Dans un arrêt rendu par l’Assemblée plénière le 28 juin 2024, la Cour de cassation précise les modalités de l’autorité parentale conjointe lorsque la résidence principale de l’enfant est fixée chez l’un des deux parents.

En l’espèce, un mineur avait été reconnu responsable d’incendies survenus en 2017 dans le sud de la France, entraînant alors la reconnaissance de ses parents comme civilement responsables. A ce moment-là, bien que l’autorité parentale fût exercée conjointement par les deux parents séparés, le lieu de résidence principale de l’enfant était fixé chez sa mère.
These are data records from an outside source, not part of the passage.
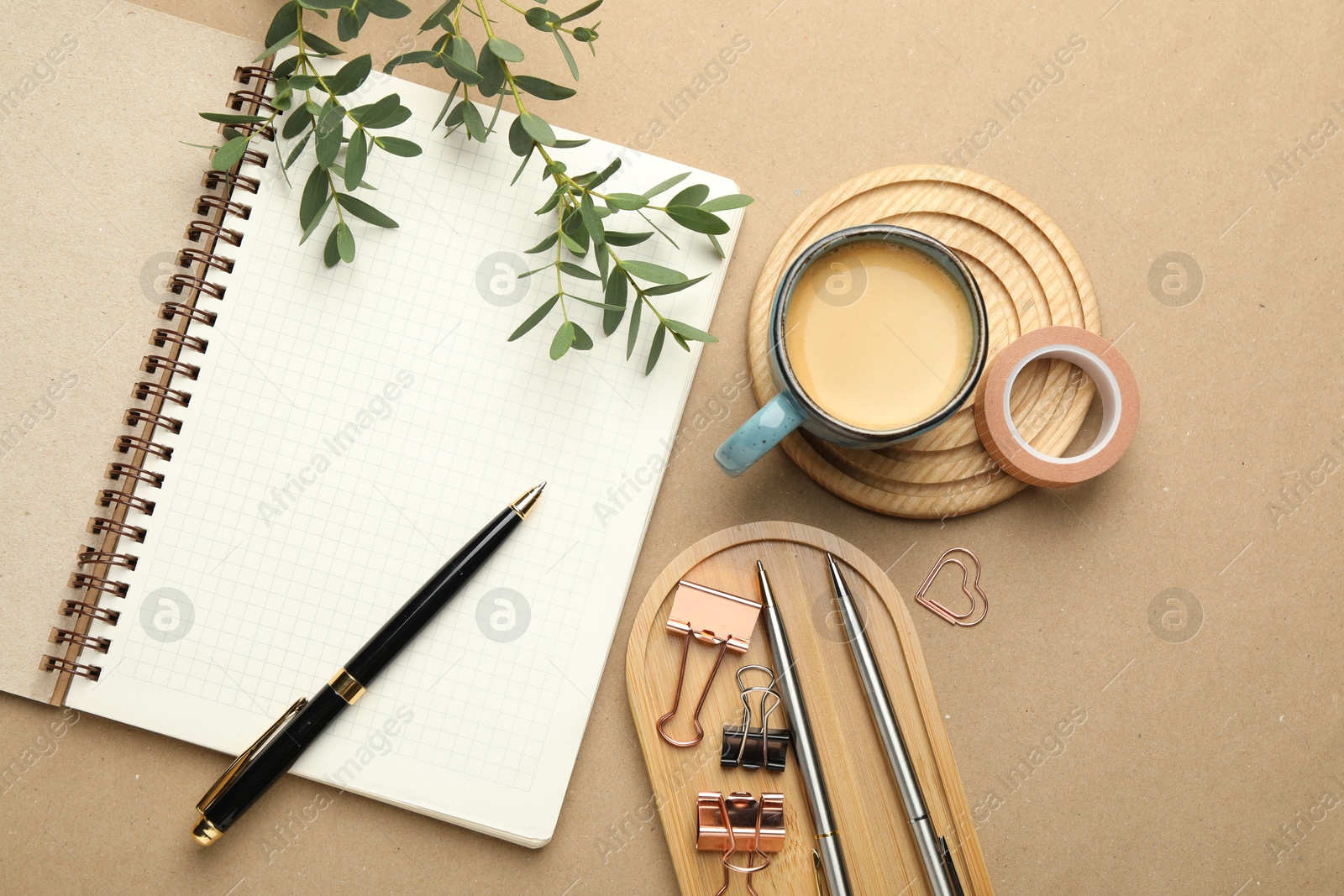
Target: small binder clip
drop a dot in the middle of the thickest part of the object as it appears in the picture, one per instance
(752, 747)
(969, 587)
(739, 822)
(710, 617)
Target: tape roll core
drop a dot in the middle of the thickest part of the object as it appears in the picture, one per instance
(1116, 385)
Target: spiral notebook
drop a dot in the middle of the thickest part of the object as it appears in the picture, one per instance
(307, 445)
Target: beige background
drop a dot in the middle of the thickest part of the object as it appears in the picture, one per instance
(1196, 758)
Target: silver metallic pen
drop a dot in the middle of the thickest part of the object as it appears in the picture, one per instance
(806, 748)
(933, 849)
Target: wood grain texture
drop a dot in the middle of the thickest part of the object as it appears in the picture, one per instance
(879, 849)
(1032, 277)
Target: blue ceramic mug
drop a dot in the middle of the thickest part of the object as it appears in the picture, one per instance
(793, 407)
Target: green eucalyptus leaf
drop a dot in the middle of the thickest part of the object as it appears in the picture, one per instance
(504, 50)
(230, 118)
(296, 150)
(351, 76)
(398, 147)
(492, 73)
(322, 46)
(690, 196)
(441, 18)
(601, 177)
(570, 244)
(617, 291)
(685, 331)
(315, 191)
(472, 118)
(522, 165)
(654, 273)
(387, 112)
(591, 221)
(543, 89)
(347, 24)
(656, 348)
(667, 184)
(519, 141)
(228, 156)
(460, 60)
(413, 58)
(331, 129)
(635, 325)
(538, 129)
(448, 103)
(667, 289)
(296, 121)
(562, 342)
(542, 246)
(575, 270)
(386, 8)
(356, 159)
(617, 238)
(316, 221)
(456, 116)
(625, 202)
(723, 203)
(535, 317)
(575, 224)
(286, 67)
(344, 242)
(698, 219)
(542, 19)
(569, 56)
(340, 172)
(272, 49)
(284, 23)
(362, 210)
(331, 251)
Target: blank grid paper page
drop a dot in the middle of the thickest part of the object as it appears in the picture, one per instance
(349, 430)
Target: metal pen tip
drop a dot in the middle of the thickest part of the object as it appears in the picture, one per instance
(837, 579)
(766, 595)
(528, 500)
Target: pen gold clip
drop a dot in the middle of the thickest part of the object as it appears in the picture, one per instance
(206, 833)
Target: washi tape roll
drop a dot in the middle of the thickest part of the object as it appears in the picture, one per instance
(1116, 387)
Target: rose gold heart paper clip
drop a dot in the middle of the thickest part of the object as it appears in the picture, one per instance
(972, 591)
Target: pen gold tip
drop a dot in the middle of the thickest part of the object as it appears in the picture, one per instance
(205, 832)
(528, 500)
La cour d’appel, infirmant la décision de première instance, a reconnu la mère comme seule responsable, en s’appuyant sur la fixation de la résidence principale de l’enfant à son domicile. Mécontente de cette décision, la mère s’est pourvue en cassation, cherchant à voir le père également être reconnu comme solidairement responsable des dommages causés par leur enfant mineur.

Le 28 novembre 2023, la chambre criminelle de la Cour de cassation a renvoyé l’affaire devant l’Assemblée plénière en raison de l’importance juridique de la question. Le 17 mai 2024, le procureur général a laissé entrevoir un possible revirement de jurisprudence, qui a été confirmé le 28 juin 2024.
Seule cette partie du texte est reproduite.